Fair Coins

I’m starting to read a book called Probabilistic Programming and Bayesian Methods for Hackers by Cameron Davidson-Pilon, who is the Data lead at Shopify. You can download it for free; each chapter is an IPython notebook. I’ve read the first four chapters so far and have really enjoyed them. This book is perfect for people like me who have a foundational understanding of Bayesian methods as well as comfort coding in Python (specifically, using the data stack).
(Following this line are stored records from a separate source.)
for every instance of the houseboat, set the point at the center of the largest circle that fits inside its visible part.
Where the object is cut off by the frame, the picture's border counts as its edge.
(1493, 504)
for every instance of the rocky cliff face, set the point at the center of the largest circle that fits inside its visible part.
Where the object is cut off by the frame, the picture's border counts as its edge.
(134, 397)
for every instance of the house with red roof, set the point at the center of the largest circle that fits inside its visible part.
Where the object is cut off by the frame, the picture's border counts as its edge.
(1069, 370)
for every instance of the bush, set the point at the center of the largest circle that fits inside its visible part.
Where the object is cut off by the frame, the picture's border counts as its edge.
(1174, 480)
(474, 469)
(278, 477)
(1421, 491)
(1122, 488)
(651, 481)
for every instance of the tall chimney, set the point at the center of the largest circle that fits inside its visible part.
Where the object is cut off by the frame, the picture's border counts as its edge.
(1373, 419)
I like how he writes very concisely, and provides original examples.

In Chapter 1, the first example given is the famous “Given x tails and y tosses, is the coin fair or not”. I’m familiar with the frequentist approach, which is to model the coin flip as a random Binomial variable ~ B(y, 0.5) and determine the probability of getting a result as extreme as x. When y is large, the distribution converges to Normal. Here is the R code:

passum = 0.5
# by proportion
proptest = function(tailnum, tosses) {
	phat = tailnum/tosses
	stdev = sqrt(passum*(1-passum)/tosses)
	zscore = (phat-passum)/stdev 
	round(1-pnorm(zscore),4)
}  
# by count
freqtest = function(tailnum, tosses) {
	phat = tailnum/tosses
	stdev = sqrt((passum*(1-passum))*tosses)
	zscore = (tailnum - passum*tosses)/stdev
	round(1-pnorm(zscore),4)
}
# or simply
simpleway = function(tailnum, tosses) {
	1-pbinom(tailnum, tosses, passum)	
}

So, for example, the chances of getting 550 or more tails in 1000 tosses with a fair coin is about 8 × 10-4. However, with smaller sample sizes (i.e., tosses), it is not always accurate to make the normality assumption.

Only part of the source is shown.